Google Just Changed the Rules on Reviews - And Most NZ Business Owners Have No Idea
Quick Summary:
The review policy overhaul is the change that affects local NZ businesses the most
Incentivised reviews, review gating, and AI-written reviews are now penalised
Authentic reviews now carry more weight than sheer volume
If you've been cutting corners, your reviews could disappear overnight
If your Google rankings have shifted recently or your reviews have mysteriously dropped, you're not imagining it.
But for local NZ businesses, one change stands above the rest. Google completely overhauled how it handles reviews, and most business owners haven't heard a word about it.
Here's what changed, and what you need to do about it.
A Quick Bit of Context
Before we get into reviews, it's worth understanding what else Google was doing at the same time, because it explains why the review crackdown is part of a much bigger picture.
Google rolled out both a Spam Update and a Core Update in March 2026. The message behind both was the same: authenticity wins, shortcuts lose. Sites with fake backlinks, bulk AI content, and generic pages built to game rankings all took a hit. Meanwhile businesses with genuine expertise and real content held steady or gained ground.
What Actually Changed With Reviews
Incentivised reviews are now penalised
This is the one that catches the most people out because it feels so harmless. Offering a discount, a freebie, or loyalty points in exchange for leaving a review is now explicitly against the rules. Something as casual as "leave us a Google review and get 10% off your next visit" puts you in violation. Google's AI is trained to detect these patterns and the reviews get removed - no warning, no chance to appeal.
If this sounds like something you or someone on your team has been doing, stop immediately.
Review gating is being enforced
Review gating is when you filter customers before sending them to Google. Happy customer? Here's the link to leave a review. Unhappy customer? Here's a private feedback form instead. It sounds like a smart system, but Google has been onto it for a while and enforcement has ramped up dramatically. Reviews are being removed at scale from businesses caught doing this. If this is your current process, it needs to change today.
Staff review targets and name-dropping are banned
This is a newer one that most NZ businesses won't have heard about yet. You can no longer set review targets for your team. This means telling staff "we need 10 reviews this month" is now a violation. On top of that, reviews must not include staff names or identifying information. So if your team has been asking customers to mention them by name, that's now a problem too.
AI-written reviews are being automatically removed
Even if a customer had a completely genuine experience and just used ChatGPT to help write the review, it's against the rules.
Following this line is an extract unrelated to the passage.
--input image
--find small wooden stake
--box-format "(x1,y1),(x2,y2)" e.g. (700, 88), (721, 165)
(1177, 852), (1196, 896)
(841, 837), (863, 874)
Google's own AI is detecting and removing these automatically. Not much you can do to control this one, but worth knowing.
Your responses to reviews are now a ranking factor
This one often gets overlooked. Google has confirmed that how you respond to reviews now influences your local search ranking. You don't need to write an essay, just something genuine, professional, and human. What you can't do is drop discount codes or promotional language into your responses. That's a violation under the new rules too.
Customers can now leave reviews under a nickname
This is a new one that not many people are talking about yet, but it's actually a big deal. Google now allows customers to leave reviews using a nickname instead of their full name. For a lot of people, especially in sensitive industries like health, legal, or finance, this was the thing stopping them from leaving a review at all, as they didn't want their name publicly attached. That barrier is now gone, which means businesses in those spaces could start seeing a real uptick in review volume if they ask at the right moment.
Your Google Business Profile Matters More Than Ever
Your Google Business Profile isn't just a set-and-forget thing. Google has made it increasingly clear that a well-maintained, fully updated profile is a significant local ranking signal.
That means keeping your hours accurate, adding photos regularly, updating your services, and making sure your business description actually reflects what you do. A neglected profile with outdated information tells Google and your customers that you're not paying attention. A profile that's clearly being looked after does the opposite. It builds trust before someone has even visited your website or walked through your door.
If you haven't logged into your Google Business Profile recently, go do it today. It takes 10 minutes and it matters more than most people realise.
Here's the Part Worth Getting Excited About
All of this sounds like bad news, but there's a really important flip side.
Google has confirmed that authentic reviews now outweigh sheer volume in local rankings. Fifty real, genuine reviews from actual customers will outrank two hundred suspicious ones. The businesses that have been playing it straight all along are about to be rewarded for it.
Think about what that means in the NZ market. Most of your local competitors are probably doing at least one of the things listed above. As Google continues to enforce these rules and pull non-compliant reviews, the playing field resets, and the businesses left standing are the ones that earned their reviews the honest way.
So What's the Right Way to Get Reviews?
Keep it dead simple. After a good job or a positive experience, reach out personally. A text, an email, a QR code on your invoice. Give them a direct link so there's zero friction. No pressure, no reward, no script, just a genuine ask from a real person.
Time it right. Ask shortly after the experience while it's still fresh. And if you're in an industry where customers have previously felt uncomfortable putting their full name out there publicly, you can remind them they can now use a nickname.
When reviews come in, good or bad - respond to every single one. Keep it genuine and professional.